10th January 2008
United Irishmen
The Varney Review on Taxation in Northern Ireland has done what once would have been unthinkable and united Unionists and Nationalists in opposition to an unsympathetic London Government. The forthcoming Assembly Commission on Funding and Finance may end up doing the same in the reverse, with the Treasury disagreeing with a Devolved Administration’s analysis.
This time it was the other way round. Gordon Brown agreed to look at the issue of lower corporation tax for northern Ireland as part of an economic package to lure DUP and Sinn Fein back to the negotiating table. No wonder they feel a little bit aggrieved now the report has concluded that “a clear and unambiguous case for a 12.5% rate of corporation tax cannot be made”
He who pays the piper, of course, gets to pick the piper. It hardly came as as a surprise that a report commissioned by the Treasury and prepared by Sir David Varney, the former Executive Chairman of the HMRC and now an advisor to Gordon Brown, came to the conclusion that the Prime Minister had been right all along about regional rates of corporation tax.
It’s interesting to note, however (and here I’m indebted to Eurfyl ap Gwilym for his analysis) that the main conclusion is couched in such tentative terms. To say there is no “unambiguous case” for a cut in corporation tax is hardly surprising given economists rarely agree on anything unambiguously.
The report’s central charge that cutting corporation tax is no ’silver bullet’ for the northern Irish economy is something of a ’straw man’ of an argument as nobody would argue that fiscal incentives by themselves - even in the case of the Republic of Ireland where they have been most notably successful - will work unless they are part of package measures. But, boy, can they help.

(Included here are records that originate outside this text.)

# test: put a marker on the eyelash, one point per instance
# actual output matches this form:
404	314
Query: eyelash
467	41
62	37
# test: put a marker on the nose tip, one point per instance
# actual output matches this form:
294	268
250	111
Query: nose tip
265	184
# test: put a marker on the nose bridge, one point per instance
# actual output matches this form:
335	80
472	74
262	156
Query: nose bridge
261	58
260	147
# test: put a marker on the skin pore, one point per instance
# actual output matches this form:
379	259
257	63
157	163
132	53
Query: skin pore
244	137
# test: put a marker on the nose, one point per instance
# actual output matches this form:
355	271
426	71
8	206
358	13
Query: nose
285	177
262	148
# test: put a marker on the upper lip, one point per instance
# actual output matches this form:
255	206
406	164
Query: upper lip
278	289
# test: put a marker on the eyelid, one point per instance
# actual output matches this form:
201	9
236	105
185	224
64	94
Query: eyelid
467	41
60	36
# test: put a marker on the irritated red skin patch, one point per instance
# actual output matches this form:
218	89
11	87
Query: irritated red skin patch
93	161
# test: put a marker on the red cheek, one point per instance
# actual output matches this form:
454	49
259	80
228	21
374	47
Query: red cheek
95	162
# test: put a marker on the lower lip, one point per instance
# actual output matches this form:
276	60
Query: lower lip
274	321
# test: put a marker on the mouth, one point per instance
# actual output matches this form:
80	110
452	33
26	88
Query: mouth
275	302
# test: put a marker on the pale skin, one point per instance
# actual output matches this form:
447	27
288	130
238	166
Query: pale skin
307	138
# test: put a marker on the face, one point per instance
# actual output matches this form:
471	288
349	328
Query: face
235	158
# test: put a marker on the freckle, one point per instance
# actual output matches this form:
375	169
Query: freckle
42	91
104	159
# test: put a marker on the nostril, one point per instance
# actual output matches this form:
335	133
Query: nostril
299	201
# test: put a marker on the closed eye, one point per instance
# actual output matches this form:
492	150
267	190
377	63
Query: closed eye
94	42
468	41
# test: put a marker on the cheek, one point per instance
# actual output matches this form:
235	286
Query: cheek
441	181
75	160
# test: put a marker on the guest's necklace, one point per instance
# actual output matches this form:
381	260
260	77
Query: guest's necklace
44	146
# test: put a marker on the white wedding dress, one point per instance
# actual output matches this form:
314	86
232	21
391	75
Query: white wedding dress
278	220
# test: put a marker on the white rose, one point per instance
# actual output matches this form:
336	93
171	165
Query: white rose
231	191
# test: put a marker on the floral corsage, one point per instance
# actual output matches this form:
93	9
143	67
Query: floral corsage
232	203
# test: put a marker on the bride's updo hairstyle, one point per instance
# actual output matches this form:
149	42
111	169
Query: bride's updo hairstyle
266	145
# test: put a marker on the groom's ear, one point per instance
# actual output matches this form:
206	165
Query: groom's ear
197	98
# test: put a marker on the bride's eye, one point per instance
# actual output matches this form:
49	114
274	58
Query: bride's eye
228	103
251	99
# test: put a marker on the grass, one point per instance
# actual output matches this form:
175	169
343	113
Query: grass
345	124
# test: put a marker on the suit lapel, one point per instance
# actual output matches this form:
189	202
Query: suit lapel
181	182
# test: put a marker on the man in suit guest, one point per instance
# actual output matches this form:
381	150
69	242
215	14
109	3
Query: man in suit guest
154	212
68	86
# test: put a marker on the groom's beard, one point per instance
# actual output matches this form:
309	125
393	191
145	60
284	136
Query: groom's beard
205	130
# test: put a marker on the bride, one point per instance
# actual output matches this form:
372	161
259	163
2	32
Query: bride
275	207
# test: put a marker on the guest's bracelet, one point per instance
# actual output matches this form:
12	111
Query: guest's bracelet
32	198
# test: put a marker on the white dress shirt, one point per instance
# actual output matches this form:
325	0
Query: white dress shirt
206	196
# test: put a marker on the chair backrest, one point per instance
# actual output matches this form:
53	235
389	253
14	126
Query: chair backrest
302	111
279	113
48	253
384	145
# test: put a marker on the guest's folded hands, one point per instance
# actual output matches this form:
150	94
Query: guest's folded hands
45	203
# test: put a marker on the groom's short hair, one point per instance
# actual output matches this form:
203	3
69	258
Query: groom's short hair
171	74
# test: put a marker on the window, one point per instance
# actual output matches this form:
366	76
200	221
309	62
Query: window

Just walk around the Temple Bar district of Dublin today and see the difference that tax breaks made there during the 1980s.
It has to be said that the main conclusion of the report sits uncomfortably with Gordon Brown’s statement in his last Budget as Chancellor that “the reduction in the main rate of corporation tax will build on the established principle that low tax rates reduce economic inefficiencies”. ”British tax cuts good, Celtic tax cuts bad” is perhaps predictable from Gordon ‘John Bull’ Brown.